To Thine Own Self Be True…I didn’t read read Hamlet either, yes you read that right

I could tell you that Hamlet was played by Kenneth Branaugh, Mel Gibson in the movies and most recently Jude Law in an off-broadway production. I could tell you that the play was integral to the works of Freud and Nietzsche. I could name some other characters if you’d like, I could even quote a line or two but that’s about it. I didn’t read read Hamlet and Pierre Bayard would tell me not only is that perfectly ok, but I should not feel any guilt whatsoever. I should accept the fact that my cultural literacy is shaped by gaps and fissures and this does not prevent me from forming my own solid portfolio of literary knowledge (Bayard, 124). Furthermore to act as if I read read Hamlet without having actually read Hamlet would further inculcate me in a cycle of shame and prevent me from ever fully being me – Jeanette (my mom calls me gingy…long story), autonomous, academic capable of transmitting to you dear reader my authentic thoughts on any book in my own voice…but Bayard, what is my voice? Where is it? How do I find it and more importantly, how do I write it?

It is no mistake that Bayard’s book is called, “How to talk about the books you haven’t read” and not “How to write about the books you haven’t read” because methinks that would not be so easy. Bayard does give (non-)readers an inkling of what it takes to be a writer:

To talk about unread books is to be present at the birth of the creative subject. In this inaugural moment when book and self separate, the reader, free at last from the weight of the words of others, may find the strength to invent his own text, and in that moment, he becomes a writer himself (180).

So…when I stop reading and I stop being influenced by all the authors I know and love, I am freed to write my own works in my own voice, all by myself in a full throttle stream of consciousness, correct? There are no baby steps or guidelines leading up to this just free falling words from inky nub to cottony page…ok, fair enough, but Bayard is a semi-satirical, semi-fictional work so until I read those words from a more valid source, I will be inclined to believe them.

“An author’s anxieties about his own credibility can lend her to subordinate her voice to the point where it cannot be heard at all (Semenza, 169).” — Gregory Colon Semenza, author of Graduate Study for the 21st Century

I have a writing voice. I’m supposed to know how to use it and not be anxious, Bayard suggested, Semenza approved.
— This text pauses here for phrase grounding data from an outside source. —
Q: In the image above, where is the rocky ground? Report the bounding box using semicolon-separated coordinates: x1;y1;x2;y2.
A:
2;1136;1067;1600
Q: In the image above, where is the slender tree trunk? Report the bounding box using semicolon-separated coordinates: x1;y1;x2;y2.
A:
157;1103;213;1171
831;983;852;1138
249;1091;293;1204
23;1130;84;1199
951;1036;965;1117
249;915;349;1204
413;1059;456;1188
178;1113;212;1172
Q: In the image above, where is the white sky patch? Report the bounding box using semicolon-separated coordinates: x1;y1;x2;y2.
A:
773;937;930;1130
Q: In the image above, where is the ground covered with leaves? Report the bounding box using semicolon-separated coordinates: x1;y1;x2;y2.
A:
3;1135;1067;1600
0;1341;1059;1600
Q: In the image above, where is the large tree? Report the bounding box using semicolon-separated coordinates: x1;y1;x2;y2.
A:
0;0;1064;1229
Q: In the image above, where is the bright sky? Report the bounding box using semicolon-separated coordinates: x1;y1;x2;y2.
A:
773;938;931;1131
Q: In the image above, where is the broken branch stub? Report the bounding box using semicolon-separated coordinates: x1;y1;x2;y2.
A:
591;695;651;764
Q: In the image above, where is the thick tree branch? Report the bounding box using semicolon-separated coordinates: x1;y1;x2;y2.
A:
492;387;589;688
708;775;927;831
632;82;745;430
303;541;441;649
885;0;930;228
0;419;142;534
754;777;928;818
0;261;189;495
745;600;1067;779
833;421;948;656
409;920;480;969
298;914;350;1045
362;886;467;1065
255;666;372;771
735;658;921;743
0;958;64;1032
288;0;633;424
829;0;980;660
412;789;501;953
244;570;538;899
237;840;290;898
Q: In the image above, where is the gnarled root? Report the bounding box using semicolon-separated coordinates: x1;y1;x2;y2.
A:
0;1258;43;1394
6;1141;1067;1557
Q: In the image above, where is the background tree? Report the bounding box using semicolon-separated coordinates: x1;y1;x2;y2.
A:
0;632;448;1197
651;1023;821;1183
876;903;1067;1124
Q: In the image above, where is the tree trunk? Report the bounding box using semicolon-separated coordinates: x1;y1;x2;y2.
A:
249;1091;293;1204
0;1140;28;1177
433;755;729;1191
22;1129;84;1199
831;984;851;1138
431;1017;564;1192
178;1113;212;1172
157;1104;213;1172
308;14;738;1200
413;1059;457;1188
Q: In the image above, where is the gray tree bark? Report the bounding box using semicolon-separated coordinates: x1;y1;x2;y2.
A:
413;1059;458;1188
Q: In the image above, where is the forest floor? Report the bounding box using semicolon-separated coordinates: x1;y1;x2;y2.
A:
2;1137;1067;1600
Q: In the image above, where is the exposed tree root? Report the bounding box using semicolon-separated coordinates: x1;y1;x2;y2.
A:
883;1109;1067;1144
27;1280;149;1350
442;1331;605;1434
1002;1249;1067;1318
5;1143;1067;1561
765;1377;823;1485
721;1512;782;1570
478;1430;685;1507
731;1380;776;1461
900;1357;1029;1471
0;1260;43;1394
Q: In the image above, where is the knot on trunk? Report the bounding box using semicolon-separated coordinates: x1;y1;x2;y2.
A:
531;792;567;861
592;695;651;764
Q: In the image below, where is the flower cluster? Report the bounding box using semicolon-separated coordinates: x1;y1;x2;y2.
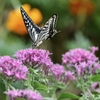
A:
0;56;28;80
6;4;43;35
14;48;53;69
62;48;98;65
1;47;100;99
50;64;75;83
5;89;43;100
62;47;100;77
50;64;65;79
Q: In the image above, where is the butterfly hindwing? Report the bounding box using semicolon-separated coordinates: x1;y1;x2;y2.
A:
52;14;58;30
40;14;58;39
20;7;41;42
34;15;56;45
33;14;58;46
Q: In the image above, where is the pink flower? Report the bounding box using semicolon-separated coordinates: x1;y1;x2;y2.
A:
4;89;43;100
64;71;76;83
50;64;65;79
62;48;98;66
0;56;28;80
50;64;75;83
91;82;99;90
62;47;100;77
89;46;99;53
14;48;53;69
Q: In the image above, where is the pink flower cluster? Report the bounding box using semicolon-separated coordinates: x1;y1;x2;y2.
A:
0;56;28;80
62;47;100;77
50;64;75;83
62;48;98;66
5;89;43;100
14;48;53;68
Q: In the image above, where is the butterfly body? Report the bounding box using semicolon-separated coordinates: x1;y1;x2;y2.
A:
20;7;58;47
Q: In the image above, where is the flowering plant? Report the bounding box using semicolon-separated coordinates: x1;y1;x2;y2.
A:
0;47;100;100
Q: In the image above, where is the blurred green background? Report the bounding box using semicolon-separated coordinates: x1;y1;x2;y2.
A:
0;0;100;99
How does one cultivate a genuine voice in graduate school?

P.S.: This post is about voice and not Hamlet, in case you weren’t planning to read read it.

About Steve Mentz 1297 Articles
I teach Shakespeare and the blue humanities at St. John's in New York City.

3 Comments

  1. While many of the beliefs of Bayard can be seen as satirical and it would seem he is proposing an extremely liberal approach to the study of literature, I think you grasped the crux of his essential goal–to advocate the writer’s emancipation from past achievements and idol worship. After all, the writer’s primary purpose and responsibility is to add something new to the dialogue of a particular topic or creative genre. The distance we have from a particular piece of literature represents a curiosity that never remains after thorough reading and analysis of that work. While there is great enjoyment derived from completion, there is a valuable experience in the anticipation of a narrative and our initial stimulation to unfolding drama. Jeneatte, it is very encouraging that as a writer and a reader you recognize the importance of developing a new and unique voice. I believe this is probably the most challenging aspect of creating something original–that we are continuously influenced by what we encounter. It does take a conscious distancing of ourselves from the material to find our own voice.

  2. Re “new and unique voice” — I think you’re write that, in the end, Bayard is more concerned with writing than (not) reading. I also take Goldsmith’s critique, though, that there is not much new under the sun. I wonder if / how we can hash together these two perspectives, and what that mixing might say to how we read and write in the current climate.

  3. Jeanette,your post made me laugh–I think you have developed your own voice beautifully. One thought I had while reading Bayard’s meditation on shame and its relation to us as students responsible for so much reading, is that it’s quite liberating to understand that there is no shame in not knowing. And admitting that you don’t know, haven’t read Hamlet or anything else for that matter, is to open the door to hearing from someone else in conversation about the thing you haven’t read. Which might make you somewhat wiser, if not better read. Keeping my ignorance to myself, I feel, is something I have finally grown out of. Sharing it only leads to new knowledge.